Waynesville Fire Chief Joey Webb opened the public hearing as he explained the boundaries of each of the proposed districts. He told the board the proposal was formalizing an arrangement of Waynesville providing fire coverage as they have for decades.
Some of the rural pockets currently pay nothing for fire protection, but there is an $8 a month fire tax assessed on top of the water charge for Lake Junaluska residents who purchase their water from Waynesville. If the district is formed, the fire tax would be eliminated and residents would be charge the same rate as other households in the district — 6 cents for every $100 of property value.
On a $100,000 home, that would amount to $60 annually, or a decrease from the $96 currently paid, said Waynesville Town Manager Robert Hites in an interview after the meeting.
Lake Junaluska resident Ken Zulla, who also serves on the Lake Junaluska resident council, said residents had approached the Junaluska Fire Department to see if they were willing to accept the property in and around Lake Junaluska.
He told the board 70 percent of call outs in the lake area are for medical reasons and emphasized that seconds matter in that type of situation.
He said the Junaluska Fire Department has promised to increase staffing with the extra funds generated from the increased territory if a change is made. The current fire assessment at the Junaluska department is 7.5 cents per $100 of value, and Zulla said he would gladly pay an extra $15 a year for the possibility of a quicker response.
No simple change
County Commission Chairman Kirk Kirkpatrick said fire district boundaries tended to be quite political, and if proximity to the fire station was a consideration, many boundaries would need to change — something he stressed the commission wasn’t addressing under this proposal.
“A lot of this is about equality and making sure everybody is treated the same,” Kirkpatrick said. “There are people in districts receiving service but not paying the same as other people receiving the same service.”
Additionally, the commissioners would not be able to simply change the plan as requested, cautioned County Attorney Chip Killian. Fire districts are formed or expanded through a legal process that includes an advertised public hearing.
Should the district or department serving the Lake Junaluska area be altered, the legal process would have to begin anew.

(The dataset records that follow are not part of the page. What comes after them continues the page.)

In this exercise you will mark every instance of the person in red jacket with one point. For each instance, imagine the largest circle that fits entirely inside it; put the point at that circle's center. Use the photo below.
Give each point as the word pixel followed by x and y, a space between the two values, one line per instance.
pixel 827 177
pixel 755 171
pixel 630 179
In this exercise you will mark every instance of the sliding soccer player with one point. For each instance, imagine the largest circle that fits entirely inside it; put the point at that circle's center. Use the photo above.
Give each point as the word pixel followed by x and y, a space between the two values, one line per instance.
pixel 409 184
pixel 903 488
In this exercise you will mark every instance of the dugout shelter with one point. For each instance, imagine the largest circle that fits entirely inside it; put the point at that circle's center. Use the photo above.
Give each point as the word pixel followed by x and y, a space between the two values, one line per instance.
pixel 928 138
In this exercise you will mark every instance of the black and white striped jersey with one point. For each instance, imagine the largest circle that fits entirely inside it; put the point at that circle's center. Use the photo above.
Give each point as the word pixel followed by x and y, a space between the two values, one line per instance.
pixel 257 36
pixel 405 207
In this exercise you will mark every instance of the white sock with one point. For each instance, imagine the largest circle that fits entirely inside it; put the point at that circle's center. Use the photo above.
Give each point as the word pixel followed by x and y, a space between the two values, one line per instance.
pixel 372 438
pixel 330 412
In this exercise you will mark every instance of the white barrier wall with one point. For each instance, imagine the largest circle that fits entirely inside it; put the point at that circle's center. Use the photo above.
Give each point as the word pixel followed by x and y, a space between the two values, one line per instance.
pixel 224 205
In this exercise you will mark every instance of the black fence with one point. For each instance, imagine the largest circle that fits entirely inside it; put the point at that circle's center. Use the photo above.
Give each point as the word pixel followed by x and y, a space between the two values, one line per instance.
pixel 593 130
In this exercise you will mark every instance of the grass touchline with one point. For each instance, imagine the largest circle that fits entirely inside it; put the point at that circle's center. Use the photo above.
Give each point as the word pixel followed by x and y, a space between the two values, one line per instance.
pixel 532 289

Following the meeting, Charles Wood, deputy chief of the Junaluska Fire Department, said department officials have talked to Lake Junaluska residents about providing fire protection in past years, but didn’t aggressively pursue the option.
“They came and talked to us,” Wood said, adding department officials gave a presentation to the lake’s resident council recently. “We weren’t trying to sell our district, but told them if we had extra money we would look at our budget and the board would make the decision about adding more people.”
Currently, the Junaluska department has one person on duty from 8 a.m. to 5 p.m. and 11 p.m. to 8 a.m. seven days a week. Employees can drive either the fire truck or first- responder vehicle to calls.
After the meeting, Webb said Waynesville has around-the-clock coverage with four fully trained firemen each shift who are also emergency medical technicians. During the day, the staff increases to six.
A year ago, Waynesville leaders increased taxes nearly 5 cents per $100 of value to hire and equip an additional eight firefighters. Part of the cost was to be recouped by including all people currently getting service but not paying proportionately into a fire district tax.
Both Webb and Hites said losing the Lake Junaluska contract would be a definite financial hit to the town, and Hites said the lake would have to continue paying the town for a year as the town dealt with obligations previously made to deliver service.
While Wood estimated the $215 million in property within the Lake Junaluska proposed district would generate about $150,000, Hites said that was high given that the religious owned facilities in the district aren’t subject to taxes.
Kirkpatrick said information provided about the Lake Junaluska district indicated there were 1,112 structures on 741 square miles.
Jack Ewing, executive director of Lake Junaluska Assembly answered a question during the public hearing process concerning the number of residents on the lake property, saying there were 750 homes on the lake occupied by 1,400 people, with about half of the residents living on site only part time.
The commissioners will vote on the issue at a later meeting.